Kaum dass sie die Pforte durchschritten haben, tauchen sie nahe der vierzig Meilen entfernten Stadt Alexandria wieder auf. Wilhelm trifft angesichts der neuen und überraschenden Situation die Entscheidung, die Gruppe zu teilen: während er und sein treu ergebener Verbündeter Jehu versuchen, eine Schiffspassage nach Akko zu finden, um dort seinen Vorgesetzten über die vergangenen Ereignisses Bericht zu erstatten, sollen unter anderem Gunter und Klothilde in Alexandria den Meister des ehemaligen Lehrers des Alchemisten, den uralten Rabbi Mathias aufsuchen, in der Hoffnung, dass der weise Mann etwas Licht in das Dunkel der Geheimnisse bringe. Doch statt Erklärungen und Wissen harrt der beiden Brüder am Ende ihrer Wege zunächst Böses.

Wilhelm muss in Akko nicht nur erfahren, dass der dort auf ihn wartende Kardinal Pelagius mittlerweile von dem Unmenschlichen besessen ist, das in den Katakomben lauerte, sondern wird von diesem auch vor die Wahl gestellt, zu sterben oder selbst Anhänger des Wathan zu werden; Gunter und seine Freunde werden nicht nur von den Anhängern des Rabbis in eine Falle geführt, sondern sehen sich in den Sümpfen um Alexandria unversehens einer großen Schar Assassinen gegenüber, die den totgeglaubten Ulrich in ihren Reihen haben, welcher ebenfalls als Diener des Wathan über unermessliche Kräfte zu verfügen scheint. Gunter sieht nur einen Ausweg: er muss dem Wathan erlauben, auch in ihn zu fahren, in der Hoffnung, dass er es ist, der das Wesen beherrschen kann.

Und das alles ist erst der Beginn eines Abenteuers, das selbst im 20 Jahrhundert noch nicht zu Ende sein soll.

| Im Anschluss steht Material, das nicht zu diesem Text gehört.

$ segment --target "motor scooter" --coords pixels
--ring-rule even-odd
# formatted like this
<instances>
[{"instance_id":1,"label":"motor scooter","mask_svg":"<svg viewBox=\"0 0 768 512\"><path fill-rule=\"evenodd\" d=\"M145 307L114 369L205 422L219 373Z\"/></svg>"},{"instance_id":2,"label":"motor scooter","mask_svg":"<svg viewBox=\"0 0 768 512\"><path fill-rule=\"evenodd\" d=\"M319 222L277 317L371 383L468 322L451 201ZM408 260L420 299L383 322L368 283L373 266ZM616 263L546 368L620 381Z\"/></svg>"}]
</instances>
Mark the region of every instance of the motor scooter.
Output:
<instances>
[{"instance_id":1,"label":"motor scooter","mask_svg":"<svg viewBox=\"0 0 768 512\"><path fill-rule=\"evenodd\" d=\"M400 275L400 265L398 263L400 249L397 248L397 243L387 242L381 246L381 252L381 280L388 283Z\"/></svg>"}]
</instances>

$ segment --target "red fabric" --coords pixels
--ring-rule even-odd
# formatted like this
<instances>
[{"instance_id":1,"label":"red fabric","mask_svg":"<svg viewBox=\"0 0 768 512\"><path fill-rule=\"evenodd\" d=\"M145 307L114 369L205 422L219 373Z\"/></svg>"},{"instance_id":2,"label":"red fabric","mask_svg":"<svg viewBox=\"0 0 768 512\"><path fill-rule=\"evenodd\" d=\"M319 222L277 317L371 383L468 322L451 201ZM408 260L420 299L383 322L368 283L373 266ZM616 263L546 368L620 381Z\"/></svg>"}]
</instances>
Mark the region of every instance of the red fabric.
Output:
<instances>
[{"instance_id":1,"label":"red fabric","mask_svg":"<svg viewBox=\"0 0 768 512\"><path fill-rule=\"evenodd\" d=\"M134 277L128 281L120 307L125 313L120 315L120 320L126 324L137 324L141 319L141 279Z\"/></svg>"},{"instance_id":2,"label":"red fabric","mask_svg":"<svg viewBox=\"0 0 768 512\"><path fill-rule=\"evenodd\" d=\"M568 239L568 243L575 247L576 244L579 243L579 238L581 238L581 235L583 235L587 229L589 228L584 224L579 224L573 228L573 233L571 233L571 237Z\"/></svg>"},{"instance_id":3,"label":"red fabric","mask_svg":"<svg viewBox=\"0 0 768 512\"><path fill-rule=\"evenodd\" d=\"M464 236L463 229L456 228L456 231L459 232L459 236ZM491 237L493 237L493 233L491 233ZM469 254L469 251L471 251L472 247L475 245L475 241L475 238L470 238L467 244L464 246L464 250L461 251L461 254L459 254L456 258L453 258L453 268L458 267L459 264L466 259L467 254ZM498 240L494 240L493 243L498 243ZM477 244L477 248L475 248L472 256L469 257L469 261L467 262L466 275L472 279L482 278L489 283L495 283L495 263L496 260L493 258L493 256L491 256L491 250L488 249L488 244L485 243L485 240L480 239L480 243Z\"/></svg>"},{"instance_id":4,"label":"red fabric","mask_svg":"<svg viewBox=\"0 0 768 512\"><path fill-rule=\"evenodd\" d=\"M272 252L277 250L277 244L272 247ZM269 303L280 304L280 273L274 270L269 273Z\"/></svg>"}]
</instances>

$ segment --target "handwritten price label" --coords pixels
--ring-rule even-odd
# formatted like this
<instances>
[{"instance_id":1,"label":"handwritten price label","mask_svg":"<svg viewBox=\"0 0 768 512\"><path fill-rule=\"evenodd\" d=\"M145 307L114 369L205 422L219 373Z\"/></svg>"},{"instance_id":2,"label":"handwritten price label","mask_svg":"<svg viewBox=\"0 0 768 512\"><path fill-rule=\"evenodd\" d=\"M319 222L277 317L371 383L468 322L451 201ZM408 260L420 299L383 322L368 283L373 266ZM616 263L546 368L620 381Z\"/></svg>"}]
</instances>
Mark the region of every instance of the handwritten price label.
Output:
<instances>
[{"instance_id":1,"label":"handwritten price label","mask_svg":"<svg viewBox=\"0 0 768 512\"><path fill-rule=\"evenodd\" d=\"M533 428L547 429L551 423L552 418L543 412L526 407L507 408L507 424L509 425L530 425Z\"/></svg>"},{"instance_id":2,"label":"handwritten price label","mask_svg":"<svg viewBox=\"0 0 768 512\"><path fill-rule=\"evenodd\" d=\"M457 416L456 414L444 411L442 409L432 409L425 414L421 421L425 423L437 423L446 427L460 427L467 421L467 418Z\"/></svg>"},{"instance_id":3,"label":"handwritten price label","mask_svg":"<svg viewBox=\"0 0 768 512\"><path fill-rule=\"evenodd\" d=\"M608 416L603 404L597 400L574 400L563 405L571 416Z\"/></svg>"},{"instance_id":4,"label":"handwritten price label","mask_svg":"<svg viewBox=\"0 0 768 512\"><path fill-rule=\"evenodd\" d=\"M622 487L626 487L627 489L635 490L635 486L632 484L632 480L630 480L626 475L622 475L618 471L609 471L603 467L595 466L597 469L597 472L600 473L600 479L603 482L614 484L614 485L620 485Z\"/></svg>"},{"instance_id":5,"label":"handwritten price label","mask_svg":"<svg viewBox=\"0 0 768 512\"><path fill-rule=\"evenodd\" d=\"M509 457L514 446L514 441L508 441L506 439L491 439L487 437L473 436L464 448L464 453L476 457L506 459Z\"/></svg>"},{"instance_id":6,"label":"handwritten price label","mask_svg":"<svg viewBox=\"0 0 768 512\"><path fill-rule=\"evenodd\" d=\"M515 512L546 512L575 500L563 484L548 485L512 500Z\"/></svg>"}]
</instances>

Auch im zweiten Band sind nicht nur nicht historische Genauigkeit oder penible Logik Izus und Nikolavitch Anliegen, sondern nach wie vor wirkt die Geschichte selbst als bloßer Aufhänger bzw. Rahmen für Mystery- und Horror-Szenen sowie fantastische Action. Auch wenn sowohl die Motivation Gunters, der mittlerweile eindeutig zum Hauptprotagonisten avancierte, als auch der Handlungshintergrund selbst durch einige Rückblenden erhellt wird, so sind es die zahlreichen, exzellent choreografierten Kampfszenen, aber auch die Konfrontationen und die blutigen Machtdemonstrationen einzelner Figuren, die den Leser bis zum cthuloiden, rätselhaften und erzählerisch gelungenen Ende bei der Stange halten.

Dass die Story so gut funktioniert liegt nicht unwesentlich am in Zeichnung wie Koloration grandiosen Artwork. Harte Schatten und deutliche Schraffuren verleihen den an sich klaren Bildern nicht nur Lebendigkeit, Tiefe und Volumen, sondern sorgen auch für einen düsteren Grundton, der durch die realismusnahe dunkle, auf visuelles Highlightining und Eyecatcher setzende Koloration nochmals unterstrichen wird.

Fazit: Ein gleichsam anspruchsloses wie spannendes und actionreiches Mystery-Abenteuer, das man sich von seiner ganzen Konzeption und Umsetzung her problemlos als Kinofilm vorstellen kann. Popcorn-Fantasy vom Feinsten.